Darüber hinaus ist Misereor gemeinsam mit anderen Umweltverbänden auch auf EU-Ebene aktiv. Wir versuchen, deutlich zu machen, dass Klimaschutz eben nicht nur eine Sache von Zahlen, Daten und Fakten ist, sondern dass sich dahinter Menschenleben verbergen.

Frage: Welchen Klimaschutz-Beitrag leistet die Kirche in ihren Partnerländern?

Schroeder: Die Kirchen in unseren Partnerländern unterstützen Menschen darin, mit den veränderten klimatischen Bedingungen umzugehen, zum Beispiel wenn es darum geht, trotz später eintretender Regenzeiten und Dürreperioden ausreichend Ernten einzufahren. Leider müssen unsere Partner dabei immer mehr Zeit für Katastrophenvorsorge und -hilfe aufbringen, weil die Unwetter häufiger und heftiger werden.
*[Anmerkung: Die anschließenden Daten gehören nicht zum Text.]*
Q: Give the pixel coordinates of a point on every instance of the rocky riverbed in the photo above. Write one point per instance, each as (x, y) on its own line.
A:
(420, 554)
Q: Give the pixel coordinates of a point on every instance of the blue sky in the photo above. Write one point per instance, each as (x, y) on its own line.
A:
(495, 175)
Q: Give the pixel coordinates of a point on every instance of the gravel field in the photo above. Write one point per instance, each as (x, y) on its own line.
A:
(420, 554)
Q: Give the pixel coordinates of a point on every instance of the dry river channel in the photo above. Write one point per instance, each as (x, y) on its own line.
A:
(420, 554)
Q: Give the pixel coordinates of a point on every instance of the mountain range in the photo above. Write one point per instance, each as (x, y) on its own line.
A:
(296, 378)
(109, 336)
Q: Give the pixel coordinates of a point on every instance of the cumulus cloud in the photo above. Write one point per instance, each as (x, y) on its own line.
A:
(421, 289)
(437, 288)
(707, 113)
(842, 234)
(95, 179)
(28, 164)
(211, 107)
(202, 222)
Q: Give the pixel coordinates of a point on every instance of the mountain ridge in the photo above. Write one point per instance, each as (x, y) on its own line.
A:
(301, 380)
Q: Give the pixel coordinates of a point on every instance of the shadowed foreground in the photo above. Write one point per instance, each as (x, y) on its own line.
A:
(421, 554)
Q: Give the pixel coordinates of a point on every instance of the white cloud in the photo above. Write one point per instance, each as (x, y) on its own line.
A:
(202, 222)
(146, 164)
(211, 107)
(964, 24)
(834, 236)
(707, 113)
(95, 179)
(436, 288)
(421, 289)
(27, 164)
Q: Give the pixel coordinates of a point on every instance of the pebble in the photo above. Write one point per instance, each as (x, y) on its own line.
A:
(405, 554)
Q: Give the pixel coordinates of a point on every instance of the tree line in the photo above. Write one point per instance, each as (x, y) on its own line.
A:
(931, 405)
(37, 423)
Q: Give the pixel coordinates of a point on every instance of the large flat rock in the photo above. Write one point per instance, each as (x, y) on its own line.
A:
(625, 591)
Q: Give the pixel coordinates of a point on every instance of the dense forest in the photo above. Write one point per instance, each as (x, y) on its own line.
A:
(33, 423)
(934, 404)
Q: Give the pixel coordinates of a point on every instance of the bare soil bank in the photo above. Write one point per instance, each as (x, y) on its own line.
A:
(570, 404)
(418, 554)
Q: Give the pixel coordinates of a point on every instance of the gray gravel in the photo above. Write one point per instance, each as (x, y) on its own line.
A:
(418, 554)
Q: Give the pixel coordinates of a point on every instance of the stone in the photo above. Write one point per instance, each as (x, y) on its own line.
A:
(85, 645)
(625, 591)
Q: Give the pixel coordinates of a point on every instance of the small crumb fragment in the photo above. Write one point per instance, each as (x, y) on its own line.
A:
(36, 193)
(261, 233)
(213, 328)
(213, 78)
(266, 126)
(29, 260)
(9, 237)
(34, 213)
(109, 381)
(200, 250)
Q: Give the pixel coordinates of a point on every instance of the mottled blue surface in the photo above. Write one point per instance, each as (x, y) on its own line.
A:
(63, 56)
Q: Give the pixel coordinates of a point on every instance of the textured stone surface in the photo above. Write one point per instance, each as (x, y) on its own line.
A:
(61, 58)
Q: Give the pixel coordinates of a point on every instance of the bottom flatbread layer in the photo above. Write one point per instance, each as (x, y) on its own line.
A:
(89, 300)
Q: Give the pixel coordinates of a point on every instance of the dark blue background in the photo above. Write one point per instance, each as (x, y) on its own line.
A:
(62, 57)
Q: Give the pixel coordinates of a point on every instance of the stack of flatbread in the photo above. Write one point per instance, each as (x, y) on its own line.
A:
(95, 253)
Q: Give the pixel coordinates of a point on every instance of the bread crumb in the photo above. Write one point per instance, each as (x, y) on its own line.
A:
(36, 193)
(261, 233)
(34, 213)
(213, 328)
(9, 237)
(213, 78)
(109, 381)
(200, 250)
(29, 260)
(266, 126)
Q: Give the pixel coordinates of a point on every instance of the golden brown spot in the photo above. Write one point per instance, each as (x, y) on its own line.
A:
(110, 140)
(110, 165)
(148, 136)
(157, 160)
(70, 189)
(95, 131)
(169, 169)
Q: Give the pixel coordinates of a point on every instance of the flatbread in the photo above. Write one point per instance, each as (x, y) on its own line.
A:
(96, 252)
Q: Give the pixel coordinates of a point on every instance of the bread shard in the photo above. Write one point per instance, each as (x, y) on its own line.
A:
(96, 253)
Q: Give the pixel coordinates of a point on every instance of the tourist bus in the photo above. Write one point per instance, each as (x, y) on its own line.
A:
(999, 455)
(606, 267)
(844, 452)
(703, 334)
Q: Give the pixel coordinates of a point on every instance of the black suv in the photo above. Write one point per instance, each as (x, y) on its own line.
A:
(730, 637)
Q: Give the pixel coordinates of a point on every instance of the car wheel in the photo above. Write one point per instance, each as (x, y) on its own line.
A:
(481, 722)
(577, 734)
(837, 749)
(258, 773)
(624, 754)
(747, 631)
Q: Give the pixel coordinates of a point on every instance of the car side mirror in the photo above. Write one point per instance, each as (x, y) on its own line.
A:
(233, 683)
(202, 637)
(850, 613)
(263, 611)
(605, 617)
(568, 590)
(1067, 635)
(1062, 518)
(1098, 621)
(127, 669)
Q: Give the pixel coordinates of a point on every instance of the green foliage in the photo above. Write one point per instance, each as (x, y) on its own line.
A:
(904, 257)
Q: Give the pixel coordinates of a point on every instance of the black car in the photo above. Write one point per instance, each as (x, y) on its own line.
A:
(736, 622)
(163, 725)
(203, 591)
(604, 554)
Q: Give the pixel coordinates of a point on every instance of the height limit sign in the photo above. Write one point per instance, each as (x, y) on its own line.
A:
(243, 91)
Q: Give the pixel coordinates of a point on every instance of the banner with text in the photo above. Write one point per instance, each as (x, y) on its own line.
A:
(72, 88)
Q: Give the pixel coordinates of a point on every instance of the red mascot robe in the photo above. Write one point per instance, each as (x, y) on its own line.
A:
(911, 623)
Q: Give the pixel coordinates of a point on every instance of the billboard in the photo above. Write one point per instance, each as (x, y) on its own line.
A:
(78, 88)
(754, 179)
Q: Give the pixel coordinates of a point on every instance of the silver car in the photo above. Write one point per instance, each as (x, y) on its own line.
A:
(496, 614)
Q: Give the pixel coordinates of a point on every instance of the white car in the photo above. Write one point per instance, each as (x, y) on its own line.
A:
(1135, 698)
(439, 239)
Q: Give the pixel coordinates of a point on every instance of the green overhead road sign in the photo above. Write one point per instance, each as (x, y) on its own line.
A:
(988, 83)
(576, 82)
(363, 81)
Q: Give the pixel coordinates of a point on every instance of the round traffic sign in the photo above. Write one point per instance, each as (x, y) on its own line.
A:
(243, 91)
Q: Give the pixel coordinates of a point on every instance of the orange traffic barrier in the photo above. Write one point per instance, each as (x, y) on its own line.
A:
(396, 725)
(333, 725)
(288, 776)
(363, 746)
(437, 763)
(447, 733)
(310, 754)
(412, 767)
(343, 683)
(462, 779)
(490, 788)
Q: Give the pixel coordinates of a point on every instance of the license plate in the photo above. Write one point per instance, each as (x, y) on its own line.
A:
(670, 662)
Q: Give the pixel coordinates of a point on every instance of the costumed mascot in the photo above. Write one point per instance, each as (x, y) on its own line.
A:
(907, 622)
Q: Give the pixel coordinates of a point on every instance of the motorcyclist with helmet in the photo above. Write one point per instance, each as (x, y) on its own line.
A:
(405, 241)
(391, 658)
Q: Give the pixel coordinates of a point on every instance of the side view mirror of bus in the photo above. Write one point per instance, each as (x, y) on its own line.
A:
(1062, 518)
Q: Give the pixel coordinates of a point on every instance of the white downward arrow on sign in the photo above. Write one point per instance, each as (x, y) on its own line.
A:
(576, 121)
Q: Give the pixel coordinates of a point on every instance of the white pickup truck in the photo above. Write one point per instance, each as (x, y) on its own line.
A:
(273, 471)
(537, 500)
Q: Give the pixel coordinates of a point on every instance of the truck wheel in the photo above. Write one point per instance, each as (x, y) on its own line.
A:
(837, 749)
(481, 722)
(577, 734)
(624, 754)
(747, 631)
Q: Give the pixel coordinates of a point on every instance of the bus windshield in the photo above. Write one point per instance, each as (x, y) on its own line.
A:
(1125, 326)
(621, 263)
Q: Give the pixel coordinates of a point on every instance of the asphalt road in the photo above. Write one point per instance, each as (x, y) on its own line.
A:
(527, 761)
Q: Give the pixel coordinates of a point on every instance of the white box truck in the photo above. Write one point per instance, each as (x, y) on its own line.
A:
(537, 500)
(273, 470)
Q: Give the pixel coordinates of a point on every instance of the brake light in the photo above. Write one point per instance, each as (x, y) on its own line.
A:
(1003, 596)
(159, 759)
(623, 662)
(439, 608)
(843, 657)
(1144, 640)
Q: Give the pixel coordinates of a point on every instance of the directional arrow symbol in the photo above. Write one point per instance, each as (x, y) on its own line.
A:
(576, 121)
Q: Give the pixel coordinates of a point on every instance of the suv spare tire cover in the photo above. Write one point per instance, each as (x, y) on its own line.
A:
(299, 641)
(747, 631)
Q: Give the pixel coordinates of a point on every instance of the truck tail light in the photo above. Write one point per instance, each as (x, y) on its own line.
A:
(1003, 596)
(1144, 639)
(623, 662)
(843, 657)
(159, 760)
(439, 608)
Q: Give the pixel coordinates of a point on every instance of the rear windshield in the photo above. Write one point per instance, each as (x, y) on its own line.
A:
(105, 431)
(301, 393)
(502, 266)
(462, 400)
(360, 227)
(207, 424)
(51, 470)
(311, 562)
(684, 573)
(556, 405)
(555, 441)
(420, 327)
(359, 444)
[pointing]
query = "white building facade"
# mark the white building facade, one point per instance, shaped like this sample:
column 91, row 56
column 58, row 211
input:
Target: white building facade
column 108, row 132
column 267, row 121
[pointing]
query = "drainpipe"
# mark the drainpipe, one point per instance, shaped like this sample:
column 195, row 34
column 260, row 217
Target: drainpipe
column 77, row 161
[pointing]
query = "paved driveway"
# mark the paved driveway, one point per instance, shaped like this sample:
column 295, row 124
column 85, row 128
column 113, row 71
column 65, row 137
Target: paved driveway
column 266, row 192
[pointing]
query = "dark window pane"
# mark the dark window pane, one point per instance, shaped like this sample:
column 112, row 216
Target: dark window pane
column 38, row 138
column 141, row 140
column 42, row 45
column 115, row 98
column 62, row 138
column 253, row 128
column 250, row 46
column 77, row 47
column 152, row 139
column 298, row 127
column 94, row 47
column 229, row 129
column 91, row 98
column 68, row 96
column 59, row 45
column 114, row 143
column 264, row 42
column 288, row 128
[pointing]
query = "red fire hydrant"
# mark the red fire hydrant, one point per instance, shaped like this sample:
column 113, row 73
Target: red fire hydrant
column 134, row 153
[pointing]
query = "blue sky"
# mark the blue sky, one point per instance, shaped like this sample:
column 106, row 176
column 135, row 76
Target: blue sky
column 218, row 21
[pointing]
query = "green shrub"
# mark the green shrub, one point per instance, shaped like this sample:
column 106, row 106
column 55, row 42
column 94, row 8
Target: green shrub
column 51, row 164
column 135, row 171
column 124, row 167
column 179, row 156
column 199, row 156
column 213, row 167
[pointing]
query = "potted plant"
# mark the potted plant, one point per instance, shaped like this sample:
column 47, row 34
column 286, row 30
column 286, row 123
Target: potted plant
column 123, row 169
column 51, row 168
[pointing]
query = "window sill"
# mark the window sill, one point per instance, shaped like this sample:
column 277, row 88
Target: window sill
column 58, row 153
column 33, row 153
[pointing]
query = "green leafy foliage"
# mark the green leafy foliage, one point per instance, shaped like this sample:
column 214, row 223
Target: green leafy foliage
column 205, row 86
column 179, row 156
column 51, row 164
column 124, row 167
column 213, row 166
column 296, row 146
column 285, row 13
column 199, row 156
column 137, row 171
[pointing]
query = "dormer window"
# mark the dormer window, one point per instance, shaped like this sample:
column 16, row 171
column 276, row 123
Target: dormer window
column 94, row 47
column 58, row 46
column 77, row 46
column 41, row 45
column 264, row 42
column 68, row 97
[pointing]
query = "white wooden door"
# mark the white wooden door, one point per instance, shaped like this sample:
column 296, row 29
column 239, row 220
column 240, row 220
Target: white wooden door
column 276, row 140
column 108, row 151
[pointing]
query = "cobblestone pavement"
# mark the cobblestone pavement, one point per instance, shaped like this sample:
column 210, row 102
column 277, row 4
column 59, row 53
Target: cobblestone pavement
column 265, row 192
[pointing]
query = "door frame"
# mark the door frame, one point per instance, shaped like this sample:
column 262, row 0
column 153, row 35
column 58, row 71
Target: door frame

Zugleich sind Vertreter regionaler Bischofskonferenzen auch bei internationalen Klimaverhandlungen präsent. So konnte letztes Jahr in Polen am Rande der dort stattfindenden Klimakonferenz ein Seminar mit weltkirchlichen Akteuren in Warschau stattfinden, um polnische Christen für den Klimaschutz zu gewinnen. In einer Messe wurde gemeinsam für die Bewahrung der Schöpfung gebetet. In Gesprächen mit Regierungsdelegationen bringen Bischöfe die Stimme der vom Klimawandel Betroffenen ein und erhalten zugleich Hinweise, welche Beiträge die Kirche in den jeweiligen Ländern leisten kann, um die Klimakrise zu begrenzen.

Das Interview führte Lena Kretschmann.